American scientists have confirmed that the El Niño phenomenon has begun. Experts say that will likely make 2024 the hottest year in the world.

They fear this will help push the world beyond a 1.5°C warming phase.

It will also affect global weather, which could lead to drought in Australia, more rain in the southern United States, and a weakening of the monsoon in India.

The event will likely continue until next spring, after which its effects will subside.

For months, researchers had been increasingly confident that an El Niño was about to set in in the Pacific Ocean.

said Adam Scaife, head of long-range forecasts at the UK Met Office.

“A new global temperature record next year is certainly reasonable. It depends on how big the El Niño is – a big El Niño event at the end of this year gives a big chance that we will have a new record, which is the global temperature in 2024.” “

This natural phenomenon is the strongest fluctuation in the climate system anywhere on Earth.

The El Niño Southern Oscillation, or ENSO, as it is properly called, has three different phases: hot, cold, or neutral.

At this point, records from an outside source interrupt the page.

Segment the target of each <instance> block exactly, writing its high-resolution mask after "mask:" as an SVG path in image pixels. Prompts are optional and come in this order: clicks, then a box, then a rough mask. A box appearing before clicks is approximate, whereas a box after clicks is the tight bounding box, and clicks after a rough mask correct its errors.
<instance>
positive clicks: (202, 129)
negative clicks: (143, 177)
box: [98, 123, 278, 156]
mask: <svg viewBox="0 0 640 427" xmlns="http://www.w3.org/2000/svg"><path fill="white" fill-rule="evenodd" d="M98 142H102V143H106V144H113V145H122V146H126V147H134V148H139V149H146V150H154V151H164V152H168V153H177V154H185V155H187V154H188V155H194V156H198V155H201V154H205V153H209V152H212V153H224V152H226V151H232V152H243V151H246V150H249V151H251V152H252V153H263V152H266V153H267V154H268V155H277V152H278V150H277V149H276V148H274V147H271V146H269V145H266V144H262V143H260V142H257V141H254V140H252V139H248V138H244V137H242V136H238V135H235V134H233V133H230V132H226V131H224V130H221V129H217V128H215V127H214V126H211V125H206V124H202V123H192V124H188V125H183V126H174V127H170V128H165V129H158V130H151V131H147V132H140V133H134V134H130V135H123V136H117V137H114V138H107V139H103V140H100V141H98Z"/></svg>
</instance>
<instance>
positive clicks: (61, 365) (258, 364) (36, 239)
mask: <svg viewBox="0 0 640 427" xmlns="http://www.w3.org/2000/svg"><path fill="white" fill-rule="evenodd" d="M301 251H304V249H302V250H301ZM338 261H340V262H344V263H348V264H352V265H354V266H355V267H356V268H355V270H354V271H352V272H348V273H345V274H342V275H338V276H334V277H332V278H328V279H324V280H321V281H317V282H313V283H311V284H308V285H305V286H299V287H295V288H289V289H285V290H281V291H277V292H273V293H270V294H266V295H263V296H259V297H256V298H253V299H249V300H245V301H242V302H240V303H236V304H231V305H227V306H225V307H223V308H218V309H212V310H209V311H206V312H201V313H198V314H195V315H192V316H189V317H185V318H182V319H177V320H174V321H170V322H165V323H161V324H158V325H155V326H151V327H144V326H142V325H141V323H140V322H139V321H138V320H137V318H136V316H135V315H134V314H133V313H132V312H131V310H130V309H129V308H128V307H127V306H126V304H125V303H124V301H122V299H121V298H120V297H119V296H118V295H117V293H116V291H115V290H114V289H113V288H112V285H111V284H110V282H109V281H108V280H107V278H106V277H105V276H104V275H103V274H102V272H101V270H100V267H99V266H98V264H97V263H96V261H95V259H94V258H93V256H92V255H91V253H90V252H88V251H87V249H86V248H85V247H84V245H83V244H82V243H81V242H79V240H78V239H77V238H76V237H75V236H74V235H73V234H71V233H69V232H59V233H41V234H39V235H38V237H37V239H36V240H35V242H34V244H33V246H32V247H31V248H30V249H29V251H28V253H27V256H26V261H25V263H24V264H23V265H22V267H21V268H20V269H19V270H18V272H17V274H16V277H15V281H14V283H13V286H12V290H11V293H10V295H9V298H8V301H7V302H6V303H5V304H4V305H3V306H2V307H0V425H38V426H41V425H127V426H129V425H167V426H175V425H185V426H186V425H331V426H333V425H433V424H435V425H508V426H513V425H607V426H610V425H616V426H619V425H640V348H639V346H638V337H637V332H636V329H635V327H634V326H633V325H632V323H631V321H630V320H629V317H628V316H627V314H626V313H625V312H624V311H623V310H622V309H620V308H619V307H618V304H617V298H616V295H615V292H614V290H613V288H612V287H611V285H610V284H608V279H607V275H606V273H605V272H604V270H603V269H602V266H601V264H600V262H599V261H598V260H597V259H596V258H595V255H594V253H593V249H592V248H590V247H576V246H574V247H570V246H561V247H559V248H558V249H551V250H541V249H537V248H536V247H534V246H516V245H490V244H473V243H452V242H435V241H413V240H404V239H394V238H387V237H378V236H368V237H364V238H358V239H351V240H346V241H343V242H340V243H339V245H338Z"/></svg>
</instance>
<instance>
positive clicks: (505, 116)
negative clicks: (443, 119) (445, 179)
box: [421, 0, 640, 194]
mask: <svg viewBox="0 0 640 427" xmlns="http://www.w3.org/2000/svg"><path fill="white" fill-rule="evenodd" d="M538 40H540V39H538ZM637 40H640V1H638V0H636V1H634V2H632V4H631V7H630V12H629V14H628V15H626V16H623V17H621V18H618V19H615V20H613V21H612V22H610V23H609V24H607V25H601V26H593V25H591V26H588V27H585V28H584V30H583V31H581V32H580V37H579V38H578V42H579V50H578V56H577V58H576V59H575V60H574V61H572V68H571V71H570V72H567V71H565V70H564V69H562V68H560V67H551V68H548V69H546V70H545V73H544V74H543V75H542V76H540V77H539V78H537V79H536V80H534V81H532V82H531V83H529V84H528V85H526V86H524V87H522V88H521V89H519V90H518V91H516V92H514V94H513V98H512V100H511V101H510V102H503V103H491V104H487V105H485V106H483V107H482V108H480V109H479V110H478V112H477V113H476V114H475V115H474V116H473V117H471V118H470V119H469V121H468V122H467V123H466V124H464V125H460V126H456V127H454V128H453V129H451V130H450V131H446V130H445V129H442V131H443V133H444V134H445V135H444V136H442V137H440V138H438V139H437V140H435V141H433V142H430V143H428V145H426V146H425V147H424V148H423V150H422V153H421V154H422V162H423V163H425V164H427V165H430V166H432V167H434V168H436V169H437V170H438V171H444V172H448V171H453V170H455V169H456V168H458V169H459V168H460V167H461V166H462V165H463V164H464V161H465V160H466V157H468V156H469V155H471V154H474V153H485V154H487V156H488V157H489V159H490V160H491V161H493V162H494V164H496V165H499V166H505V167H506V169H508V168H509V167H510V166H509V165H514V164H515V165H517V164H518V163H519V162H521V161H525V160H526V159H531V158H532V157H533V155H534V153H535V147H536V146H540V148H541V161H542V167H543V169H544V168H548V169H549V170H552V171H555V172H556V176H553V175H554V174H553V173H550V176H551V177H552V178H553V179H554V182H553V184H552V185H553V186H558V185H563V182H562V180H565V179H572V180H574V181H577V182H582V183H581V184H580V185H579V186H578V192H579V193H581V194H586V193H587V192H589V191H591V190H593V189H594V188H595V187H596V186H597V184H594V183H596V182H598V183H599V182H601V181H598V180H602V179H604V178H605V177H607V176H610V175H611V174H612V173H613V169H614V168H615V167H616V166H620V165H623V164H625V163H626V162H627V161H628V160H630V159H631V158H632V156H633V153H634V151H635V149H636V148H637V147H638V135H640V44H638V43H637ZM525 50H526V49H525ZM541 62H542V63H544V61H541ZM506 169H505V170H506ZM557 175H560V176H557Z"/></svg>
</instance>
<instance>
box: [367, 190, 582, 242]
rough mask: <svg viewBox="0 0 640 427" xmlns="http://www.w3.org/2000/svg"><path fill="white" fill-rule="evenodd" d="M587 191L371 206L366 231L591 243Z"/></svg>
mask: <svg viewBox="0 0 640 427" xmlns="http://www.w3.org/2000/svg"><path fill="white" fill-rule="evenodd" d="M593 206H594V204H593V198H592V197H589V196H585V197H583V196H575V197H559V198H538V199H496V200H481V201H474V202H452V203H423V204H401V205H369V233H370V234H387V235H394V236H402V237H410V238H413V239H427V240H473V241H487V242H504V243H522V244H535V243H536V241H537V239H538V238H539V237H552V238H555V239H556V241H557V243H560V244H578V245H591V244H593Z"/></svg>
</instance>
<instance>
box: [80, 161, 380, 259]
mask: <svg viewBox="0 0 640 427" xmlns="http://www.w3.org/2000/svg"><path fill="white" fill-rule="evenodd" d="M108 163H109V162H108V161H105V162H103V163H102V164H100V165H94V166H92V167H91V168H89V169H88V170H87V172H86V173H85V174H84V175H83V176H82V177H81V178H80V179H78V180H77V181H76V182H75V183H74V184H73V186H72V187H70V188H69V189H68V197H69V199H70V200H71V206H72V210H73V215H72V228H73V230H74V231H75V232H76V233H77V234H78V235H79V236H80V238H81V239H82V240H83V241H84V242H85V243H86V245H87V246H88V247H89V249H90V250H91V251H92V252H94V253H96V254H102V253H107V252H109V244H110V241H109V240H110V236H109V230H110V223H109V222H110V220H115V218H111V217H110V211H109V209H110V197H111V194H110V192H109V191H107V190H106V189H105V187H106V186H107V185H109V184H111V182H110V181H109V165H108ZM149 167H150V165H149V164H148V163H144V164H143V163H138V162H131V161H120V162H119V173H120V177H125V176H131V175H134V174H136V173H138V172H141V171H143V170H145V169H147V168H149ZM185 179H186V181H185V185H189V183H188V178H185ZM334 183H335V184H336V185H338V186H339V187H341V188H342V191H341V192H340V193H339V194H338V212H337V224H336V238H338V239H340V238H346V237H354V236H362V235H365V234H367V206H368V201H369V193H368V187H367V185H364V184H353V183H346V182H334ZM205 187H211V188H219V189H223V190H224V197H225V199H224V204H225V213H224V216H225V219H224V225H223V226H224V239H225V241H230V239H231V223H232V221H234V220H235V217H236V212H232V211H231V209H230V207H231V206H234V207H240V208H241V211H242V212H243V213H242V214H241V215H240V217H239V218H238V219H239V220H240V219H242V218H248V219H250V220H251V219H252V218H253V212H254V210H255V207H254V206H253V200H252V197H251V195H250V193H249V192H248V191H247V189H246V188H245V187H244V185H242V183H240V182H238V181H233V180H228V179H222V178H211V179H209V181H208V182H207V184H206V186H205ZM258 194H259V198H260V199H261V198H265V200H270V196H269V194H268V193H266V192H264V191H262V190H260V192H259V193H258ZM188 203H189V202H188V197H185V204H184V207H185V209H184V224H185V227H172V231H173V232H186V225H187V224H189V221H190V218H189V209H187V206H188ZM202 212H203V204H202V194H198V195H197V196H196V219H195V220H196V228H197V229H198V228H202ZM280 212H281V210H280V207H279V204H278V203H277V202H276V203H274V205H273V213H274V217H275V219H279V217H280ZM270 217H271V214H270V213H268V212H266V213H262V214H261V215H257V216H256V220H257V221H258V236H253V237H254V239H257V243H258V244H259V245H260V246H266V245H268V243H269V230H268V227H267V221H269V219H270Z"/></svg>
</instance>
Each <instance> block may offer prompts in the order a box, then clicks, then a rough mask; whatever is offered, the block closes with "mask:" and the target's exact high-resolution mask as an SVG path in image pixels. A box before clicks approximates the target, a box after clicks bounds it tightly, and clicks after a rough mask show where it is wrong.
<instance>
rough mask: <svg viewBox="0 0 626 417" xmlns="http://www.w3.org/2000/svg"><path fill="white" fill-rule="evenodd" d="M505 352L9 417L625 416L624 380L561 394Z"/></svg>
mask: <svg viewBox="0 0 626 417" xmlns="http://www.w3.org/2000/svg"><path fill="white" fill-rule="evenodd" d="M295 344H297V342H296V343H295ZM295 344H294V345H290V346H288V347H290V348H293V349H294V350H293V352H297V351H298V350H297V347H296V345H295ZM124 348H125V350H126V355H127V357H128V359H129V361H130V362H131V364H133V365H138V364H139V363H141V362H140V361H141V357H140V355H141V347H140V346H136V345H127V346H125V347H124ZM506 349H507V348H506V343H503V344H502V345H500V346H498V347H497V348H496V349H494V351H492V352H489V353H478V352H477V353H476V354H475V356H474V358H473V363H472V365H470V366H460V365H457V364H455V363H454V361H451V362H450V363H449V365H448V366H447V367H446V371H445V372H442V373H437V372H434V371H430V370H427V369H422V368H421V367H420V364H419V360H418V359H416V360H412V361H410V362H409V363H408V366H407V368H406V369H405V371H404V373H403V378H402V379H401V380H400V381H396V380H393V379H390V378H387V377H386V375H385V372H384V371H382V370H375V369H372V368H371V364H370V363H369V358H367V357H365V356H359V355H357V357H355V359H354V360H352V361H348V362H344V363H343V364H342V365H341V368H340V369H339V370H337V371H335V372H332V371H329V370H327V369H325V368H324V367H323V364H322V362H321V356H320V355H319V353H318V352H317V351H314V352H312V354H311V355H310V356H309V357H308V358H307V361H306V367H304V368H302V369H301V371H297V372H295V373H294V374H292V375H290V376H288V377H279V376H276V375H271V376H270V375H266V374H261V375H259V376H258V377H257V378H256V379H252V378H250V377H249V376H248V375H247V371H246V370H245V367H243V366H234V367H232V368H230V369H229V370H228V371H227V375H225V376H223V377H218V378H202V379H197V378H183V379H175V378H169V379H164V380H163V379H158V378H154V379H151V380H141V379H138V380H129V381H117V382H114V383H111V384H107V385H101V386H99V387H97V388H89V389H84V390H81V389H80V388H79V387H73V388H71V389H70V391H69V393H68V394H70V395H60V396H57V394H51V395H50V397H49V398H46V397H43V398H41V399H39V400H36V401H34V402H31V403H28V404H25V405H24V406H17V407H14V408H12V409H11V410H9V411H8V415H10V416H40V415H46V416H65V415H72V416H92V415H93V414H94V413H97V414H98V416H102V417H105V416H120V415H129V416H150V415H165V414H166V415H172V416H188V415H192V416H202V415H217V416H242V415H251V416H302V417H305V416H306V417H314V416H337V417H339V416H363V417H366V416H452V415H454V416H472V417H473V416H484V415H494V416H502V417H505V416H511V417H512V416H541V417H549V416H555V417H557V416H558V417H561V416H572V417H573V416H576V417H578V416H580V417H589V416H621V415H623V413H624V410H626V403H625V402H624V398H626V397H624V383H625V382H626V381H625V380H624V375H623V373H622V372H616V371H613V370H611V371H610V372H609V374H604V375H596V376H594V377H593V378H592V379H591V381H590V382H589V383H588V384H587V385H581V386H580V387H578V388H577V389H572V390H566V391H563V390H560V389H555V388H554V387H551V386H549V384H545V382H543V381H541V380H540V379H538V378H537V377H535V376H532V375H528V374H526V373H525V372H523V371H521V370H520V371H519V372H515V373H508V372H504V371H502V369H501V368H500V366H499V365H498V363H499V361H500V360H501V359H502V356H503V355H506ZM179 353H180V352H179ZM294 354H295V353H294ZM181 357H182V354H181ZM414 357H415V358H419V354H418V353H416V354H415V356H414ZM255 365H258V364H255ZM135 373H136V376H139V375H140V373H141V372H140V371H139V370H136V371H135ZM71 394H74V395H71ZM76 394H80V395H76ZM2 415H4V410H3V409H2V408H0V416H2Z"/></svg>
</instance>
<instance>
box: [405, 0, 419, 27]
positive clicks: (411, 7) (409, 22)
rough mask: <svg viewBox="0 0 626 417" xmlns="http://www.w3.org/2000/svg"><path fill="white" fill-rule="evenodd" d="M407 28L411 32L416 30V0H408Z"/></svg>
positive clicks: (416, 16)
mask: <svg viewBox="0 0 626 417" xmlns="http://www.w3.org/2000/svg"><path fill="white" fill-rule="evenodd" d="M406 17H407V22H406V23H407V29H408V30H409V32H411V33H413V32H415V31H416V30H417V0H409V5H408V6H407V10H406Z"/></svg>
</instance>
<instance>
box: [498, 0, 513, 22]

image source, Getty Images

photo caption,

Workers in Peru clean up after a storm as El Niño affects the coast

Record warm years, including 2016, the hottest year in the world, usually occur a year after a strong El Niño event.

Weather agencies around the world use different criteria to decide when this hot phase is upon us.

For scientists in the US, their definition requires that the ocean temperature should be 0.5°C warmer than normal for a month, the atmosphere must be seen to respond to this heat and there must be evidence of the event continuing.

These conditions were met in May. “El Niño conditions exist,” the US National Oceanic and Atmospheric Administration (NOAA) said in a statement.

“This is a very weak signal. But we think we are starting to see these conditions and they will continue to increase,” NOAA scientist Michelle Laureux said.

“Our weekly value was actually 0.8C last week, which is stronger than that.”

image source, Getty Images

photo caption,

Heat and drought are likely to hit parts of Asia as a result of the El Niño phenomenon

The researchers believe that this event has an 84% chance of passing moderate strength by the end of this year.

They also say there is a one in four chance that the event will exceed 2 degrees Celsius at its peak, entering an El Niño Super.

The effects of El Niño will likely be delayed for a few months but will be felt all over the world.

If anything were to be attempted, there would be a significant human and economic cost to this upcoming weather event.

The powerful El Niño in 1997-1998 cost more than $5 trillion with about 23,000 deaths from storms and floods.

There is also a strong possibility that this year’s edition will push 2024 past 2016 as the hottest year in the world.

image source, Getty Images

photo caption,

Smoke from wildfires is having a major impact on New York

Global temperatures currently hover around 1.1°C above the 1850-1900 average.

But an El Niño event could add as much as 0.2°C to that number, pushing the world into uncharted temperature territory, and close to breaking the symbolic 1.5°C protection barrier, a key component of the Paris climate agreement.

Researchers recently said that temporarily breaking that limit was more likely than not in the next few years.

“It’s actually possible that we’ll see average global temperatures that might become a normal thing in five to 10 years, so it gives us that kind of gateway about the future.” said Michelle Lauroux.

“And I think that’s why it’s alarming to some people, because these are our new thresholds. And El Niño provides an acceleration of that.”